Thurmond v. Southfield, City of et al
ORDER DENYING DEFENDANTS' 150 Motion to Dismiss for Discovery Violations - Signed by Magistrate Judge R. Steven Whalen. (CCie)
UNITED STATES DISTRICT COURT
EASTERN DISTRICT OF MICHIGAN
DAWAN PIERCE THURMOND,
Case No. 15-13167
District Judge Laurie J. Michelson
Magistrate Judge R. Steven Whalen
CITY OF SOUTHFIELD, et al.,
ORDER DENYING MOTION TO DISMISS FOR DISCOVERY VIOLATIONS
Before the Court is Defendants’ Motion to Dismiss for Discovery Violations
[Doc. #150]. Plaintiff, who filed this case pro se, has survived dismissal as to
Fourth Amendment/Sec. 1983 claims against Southfield Police Sgt. Porter. All
other claims and all other Defendants have been dismissed. In addition, the Court
has entered orders conditionally assigning pro bono counsel and staying further
proceedings until counsel is procured.
The dismissal of all but one of the Defendants and two of the claims will
undoubtedly narrow the scope of discovery. Moreover, as it is apparent that
Plaintiff himself has only a sketchy understanding of the Rules of Civil Procedure,
discovery will almost certainly proceed more smoothly and efficiently when he has
the assistance of counsel. Therefore, the Court is not persuaded that dismissal is an
appropriate sanction at this time. Of course, if problems persist, or if the Court is
unable to procure pro bono counsel to represent Plaintiff, reconsideration of
sanctions might be appropriate.
Accordingly, Defendants’ Motion to Dismiss for Discovery Violations
[Doc. #150] is DENIED WITHOUT PREJUDICE.1
IT IS SO ORDERED.
s/R. Steven Whalen
R. STEVEN WHALEN
United States Magistrate Judge
Dated: March 20, 2017
CERTIFICATE OF SERVICE
I hereby certify that a copy of the foregoing document was sent to parties of record on
March 20, 2017, electronically and/or by U.S. mail.
s/Carolyn M. Ciesla
Although the motion is framed as a “motion to dismiss,” I am not granting
dispositive relief. I therefore proceed by Order under 28 U.S.C. § 636(b)(1)(A),
rather than Report and Recommendation under 28 U.S.C. § 636(b)(1)(B). See BellFlowers v. Progressive Ins. Co., 2005 WL 3434818, at * 1, 2 n. 1 (W.D.Tenn.

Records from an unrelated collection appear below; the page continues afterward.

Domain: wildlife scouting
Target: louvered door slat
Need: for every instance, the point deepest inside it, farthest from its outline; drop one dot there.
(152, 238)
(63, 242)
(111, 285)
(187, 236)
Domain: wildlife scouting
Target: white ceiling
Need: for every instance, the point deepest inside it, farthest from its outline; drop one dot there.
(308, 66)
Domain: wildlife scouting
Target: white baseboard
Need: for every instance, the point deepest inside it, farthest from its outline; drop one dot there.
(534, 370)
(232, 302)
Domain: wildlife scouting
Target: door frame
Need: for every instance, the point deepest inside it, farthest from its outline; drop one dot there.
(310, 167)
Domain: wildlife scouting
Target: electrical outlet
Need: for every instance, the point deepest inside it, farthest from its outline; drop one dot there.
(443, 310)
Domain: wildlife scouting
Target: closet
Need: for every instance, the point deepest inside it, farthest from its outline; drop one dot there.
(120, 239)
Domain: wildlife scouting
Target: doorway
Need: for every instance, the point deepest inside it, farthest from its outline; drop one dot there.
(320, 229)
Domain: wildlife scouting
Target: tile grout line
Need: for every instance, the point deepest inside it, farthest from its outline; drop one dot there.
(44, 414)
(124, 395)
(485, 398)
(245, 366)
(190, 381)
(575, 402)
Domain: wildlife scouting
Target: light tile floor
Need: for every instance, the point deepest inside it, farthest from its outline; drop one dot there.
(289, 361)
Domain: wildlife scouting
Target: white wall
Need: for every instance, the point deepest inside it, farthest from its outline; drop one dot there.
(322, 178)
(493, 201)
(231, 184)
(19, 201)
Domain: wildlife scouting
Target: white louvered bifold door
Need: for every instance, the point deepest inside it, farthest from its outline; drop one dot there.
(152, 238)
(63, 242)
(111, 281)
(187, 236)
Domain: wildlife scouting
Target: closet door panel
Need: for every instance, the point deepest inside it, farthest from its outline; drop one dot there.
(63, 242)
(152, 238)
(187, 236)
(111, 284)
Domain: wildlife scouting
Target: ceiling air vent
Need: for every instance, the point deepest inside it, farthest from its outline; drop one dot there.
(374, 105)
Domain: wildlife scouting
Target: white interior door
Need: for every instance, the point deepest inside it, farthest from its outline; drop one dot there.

Dec.13, 2005) (“The majority of courts to consider the issue have concluded that
when a party brings a motion for discovery sanctions, the sanction chosen by the
magistrate judge, rather than the sanction sought by the moving party, governs the
magistrate judge's authority over the motion.” (citing cases)); Coleman v. Canton
Township, 2010 WL 3906015, *1 (E.D.Mich.2010) (“a party's characterization of a
motion as being ‘dispositive’ or ‘nondispositive’ does not make it so”); Beattie v.
CenturyTel, Inc., 2009 WL 5066676, *1 (E.D.Mich.2009).